Queste valutazioni conducono all’esaurimento della fase 1 riportata nello schema di seguito.

 

 

 

 

Fase 2

La fase 2 è relativa alla attribuzione della voce del Catalogo Europeo dei rifiuti.

Dalla classificazione, seguendo le istruzioni riportate nell’allegato D alla parte IV del D.Lgs. 152/2006, il produttore dovrebbe essere in grado di individuare il codice CER di pertinenza del rifiuto prodotto.

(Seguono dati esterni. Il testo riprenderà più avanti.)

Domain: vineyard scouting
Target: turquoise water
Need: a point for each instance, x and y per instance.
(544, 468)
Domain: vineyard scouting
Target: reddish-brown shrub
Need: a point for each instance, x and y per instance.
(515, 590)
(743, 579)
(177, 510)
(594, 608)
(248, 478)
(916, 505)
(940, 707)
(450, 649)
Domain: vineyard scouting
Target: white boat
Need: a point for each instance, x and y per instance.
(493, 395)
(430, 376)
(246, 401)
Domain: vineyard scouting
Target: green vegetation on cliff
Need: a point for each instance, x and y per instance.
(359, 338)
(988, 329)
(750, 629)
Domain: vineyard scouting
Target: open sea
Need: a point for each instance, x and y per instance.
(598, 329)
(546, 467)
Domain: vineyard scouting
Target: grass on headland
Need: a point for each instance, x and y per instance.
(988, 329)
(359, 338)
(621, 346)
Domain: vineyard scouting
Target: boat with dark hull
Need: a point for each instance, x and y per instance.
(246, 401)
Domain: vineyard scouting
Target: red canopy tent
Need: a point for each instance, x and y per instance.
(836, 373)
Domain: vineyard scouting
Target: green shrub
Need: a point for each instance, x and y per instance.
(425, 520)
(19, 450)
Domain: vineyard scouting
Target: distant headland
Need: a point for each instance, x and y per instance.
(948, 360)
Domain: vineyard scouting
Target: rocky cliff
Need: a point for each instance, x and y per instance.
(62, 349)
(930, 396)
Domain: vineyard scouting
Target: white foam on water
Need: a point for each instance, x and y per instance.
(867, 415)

Da ciò ne discende che il produttore dovrebbe essere in grado di stabile se la voce da applicare è “di pericolo assoluto” o “di non pericolo assoluto” o “voce specchio”.

E’ sufficiente? No.

Il produttore che individua una voce di pericolo assoluto dovrebbe essere in grado di attribuire anche le caratteristiche di pericolo al proprio rifiuto. Tale operazione ricordiamo che non è arbitraria e che non si può svolgere estraendo a caso una o più HP da assegnare al rifiuto ma occorre seguire una metodologia ben precisa.

Allo stesso modo, se il rifiuto è classificato come “voce specchio” è necessario effettuare una ulteriore valutazione per comprende se il rifiuto sia pericoloso o meno.

L’analisi approfondita della voce a specchio ci conduce alle fasi 3, 4 e 5 riportate nello schema.

 

 

 

 

 

 

 

Fase 3

L’ottenimento di informazioni sufficienti sulla presenza e sul tenore di sostanze pericolose nei rifiuti costituisce una fase importante della classificazione dei rifiuti al fine di poter stabilire se gli stessi possono presentare caratteristiche di pericolo da HP1 a HP15. A tale fine sono necessarie talune informazioni sulla composizione dei rifiuti, indipendentemente dal metodo scelto per assegnare le caratteristiche di pericolo (calcolo o prove) come descritto nella fase 4.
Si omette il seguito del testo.